Shortcuts

openrl.utils.callbacks package

Submodules

openrl.utils.callbacks.callbacks module

class openrl.utils.callbacks.callbacks.BaseCallback(verbose: int = 0)[source]

Bases: abc.ABC

Base class for callback.

Parameters

verbose – Verbosity level: 0 for no output, 1 for info messages, 2 for debug messages

agent: openrl.runners.common.base_agent.BaseAgent
init_callback(agent: openrl.runners.common.base_agent.BaseAgent) None[source]

Initialize the callback by saving references to the RL model and the training environment for convenience.

logger: openrl.utils.logger.Logger
on_rollout_end() None[source]
on_rollout_start() None[source]
on_step() bool[source]

This method will be called by the model after each call to env.step().

For child callback (of an EventCallback), this will be called when the event is triggered.

Returns

If the callback returns False, training is aborted early.

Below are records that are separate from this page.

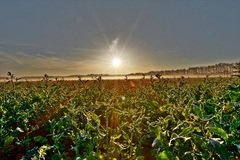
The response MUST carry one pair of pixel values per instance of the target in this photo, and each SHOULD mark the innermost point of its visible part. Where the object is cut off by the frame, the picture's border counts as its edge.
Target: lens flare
(116, 62)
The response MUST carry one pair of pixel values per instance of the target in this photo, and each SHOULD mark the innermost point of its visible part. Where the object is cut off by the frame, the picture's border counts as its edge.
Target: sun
(116, 62)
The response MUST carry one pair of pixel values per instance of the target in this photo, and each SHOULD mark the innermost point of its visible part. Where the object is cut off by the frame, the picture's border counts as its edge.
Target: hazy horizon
(83, 37)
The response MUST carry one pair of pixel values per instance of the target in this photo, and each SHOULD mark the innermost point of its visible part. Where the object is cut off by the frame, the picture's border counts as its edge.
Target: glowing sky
(81, 37)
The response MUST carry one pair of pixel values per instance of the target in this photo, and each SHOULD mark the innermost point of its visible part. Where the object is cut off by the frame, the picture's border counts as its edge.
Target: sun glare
(116, 62)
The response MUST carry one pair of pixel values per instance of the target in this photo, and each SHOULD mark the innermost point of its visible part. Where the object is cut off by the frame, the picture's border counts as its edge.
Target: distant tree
(236, 68)
(10, 76)
(158, 76)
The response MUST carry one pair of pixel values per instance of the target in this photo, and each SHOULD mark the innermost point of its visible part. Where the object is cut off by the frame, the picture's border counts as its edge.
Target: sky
(61, 37)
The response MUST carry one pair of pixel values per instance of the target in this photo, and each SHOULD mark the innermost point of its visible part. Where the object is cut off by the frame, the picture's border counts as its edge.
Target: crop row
(117, 119)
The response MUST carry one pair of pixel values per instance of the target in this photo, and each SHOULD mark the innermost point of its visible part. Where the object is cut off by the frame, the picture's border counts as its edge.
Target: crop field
(181, 118)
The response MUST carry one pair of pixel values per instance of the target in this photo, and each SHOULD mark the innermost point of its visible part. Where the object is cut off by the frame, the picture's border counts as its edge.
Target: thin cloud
(19, 44)
(10, 57)
(113, 45)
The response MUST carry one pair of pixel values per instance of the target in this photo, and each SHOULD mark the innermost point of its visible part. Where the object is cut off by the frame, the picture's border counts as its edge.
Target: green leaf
(164, 156)
(218, 131)
(40, 139)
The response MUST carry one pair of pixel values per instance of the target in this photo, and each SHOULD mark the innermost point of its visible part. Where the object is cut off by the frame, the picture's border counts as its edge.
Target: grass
(122, 119)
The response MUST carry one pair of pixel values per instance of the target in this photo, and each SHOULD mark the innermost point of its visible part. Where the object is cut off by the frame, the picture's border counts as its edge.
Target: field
(182, 118)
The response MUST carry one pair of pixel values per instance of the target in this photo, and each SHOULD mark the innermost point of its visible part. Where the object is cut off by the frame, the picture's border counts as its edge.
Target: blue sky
(60, 37)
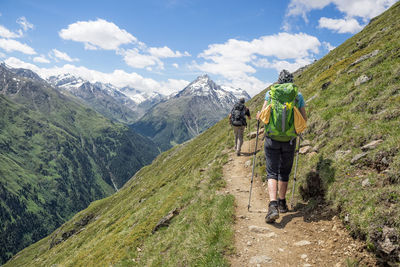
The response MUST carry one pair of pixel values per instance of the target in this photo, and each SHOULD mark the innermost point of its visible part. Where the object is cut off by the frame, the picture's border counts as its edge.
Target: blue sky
(157, 45)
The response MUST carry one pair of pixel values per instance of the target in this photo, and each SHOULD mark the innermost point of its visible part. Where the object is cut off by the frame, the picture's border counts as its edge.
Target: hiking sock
(282, 206)
(273, 212)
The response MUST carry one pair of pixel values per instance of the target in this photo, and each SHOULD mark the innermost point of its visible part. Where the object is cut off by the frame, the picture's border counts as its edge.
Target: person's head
(285, 77)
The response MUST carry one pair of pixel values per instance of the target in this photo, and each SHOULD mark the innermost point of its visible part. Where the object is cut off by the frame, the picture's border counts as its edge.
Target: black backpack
(238, 114)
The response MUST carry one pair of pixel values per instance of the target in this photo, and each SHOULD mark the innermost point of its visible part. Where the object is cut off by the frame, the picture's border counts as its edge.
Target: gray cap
(285, 77)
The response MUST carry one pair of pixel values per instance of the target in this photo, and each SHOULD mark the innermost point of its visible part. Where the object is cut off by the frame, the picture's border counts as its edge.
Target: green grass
(188, 177)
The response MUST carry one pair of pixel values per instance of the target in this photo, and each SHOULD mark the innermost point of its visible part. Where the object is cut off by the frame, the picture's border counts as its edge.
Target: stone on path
(257, 229)
(260, 259)
(302, 243)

on_training_end() None[source]
on_training_start(locals_: Dict[str, Any], globals_: Dict[str, Any]) None[source]
set_parent(parent: openrl.utils.callbacks.callbacks.BaseCallback) None[source]

Set the parent of the callback.

Parameters

parent – The parent callback.

update_child_locals(locals_: Dict[str, Any]) None[source]

Update the references to the local variables on sub callbacks.

Parameters

locals – the local variables during rollout collection

update_locals(locals_: Dict[str, Any]) None[source]

Update the references to the local variables.

Parameters

locals – the local variables during rollout collection

class openrl.utils.callbacks.callbacks.CallbackList(callbacks: List[openrl.utils.callbacks.callbacks.BaseCallback], stop_logic: str = 'OR')[source]

Bases: openrl.utils.callbacks.callbacks.BaseCallback

Class for chaining callbacks.

Parameters

callbacks – A list of callbacks that will be called sequentially.

set_parent(parent: openrl.utils.callbacks.callbacks.BaseCallback) None[source]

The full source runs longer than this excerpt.